Before Wednesday's game, Boston manager John Farrell acknowledged the significance of the day's opponent but also insisted that his club's focus is directed inward.
"There's a rich history between these two organizations, and a recent one, obviously," Farrell said. "They've got a great franchise, a great team, and yet we have some things we have to focus on with our own guys.
"That's where our attention has been from Day 1 of Spring Training, the things we need to set mentally, physically and fundamentally with a team and individuals inside that. I think everyone in the baseball world is going to look at this and say this is the first time they've played since the last game of last year, but in our dugout and in our minds, we've got a lot of work to do before we break camp."
• After an impressive Grapefruit League debut, right-hander Anthony Ranaudo endured a tough outing on Wednesday, giving up five runs (three earned) in 1 1/3 innings. He allowed six hits and walked two, although his defense didn't give him much help. The 24-year-old was having trouble repeating his delivery and harnessing his breaking ball.
"I should have just trusted my stuff and done a better job of just being aggressive and going after guys and keeping my mindset the whole time even when things were kind of getting out of whack," he said. "I should have trusted my delivery and been aggressive."

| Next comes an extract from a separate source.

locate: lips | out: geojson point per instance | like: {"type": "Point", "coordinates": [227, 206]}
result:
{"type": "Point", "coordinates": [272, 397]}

• Outfielder Daniel Nava, one of the top candidates to draw assignments in the leadoff spot this season, started there on Wednesday and jump started the offense with a home run to right field off Shelby Miller. Nava now has homered from both sides of the plate this spring.
• Catchers David Ross and A.J. Pierzynski, both dealing with minor left foot injuries, are "making progress," according to Farrell. Ross is slated to be back in the lineup on Friday, with the club targeting a Saturday return for Pierzynski.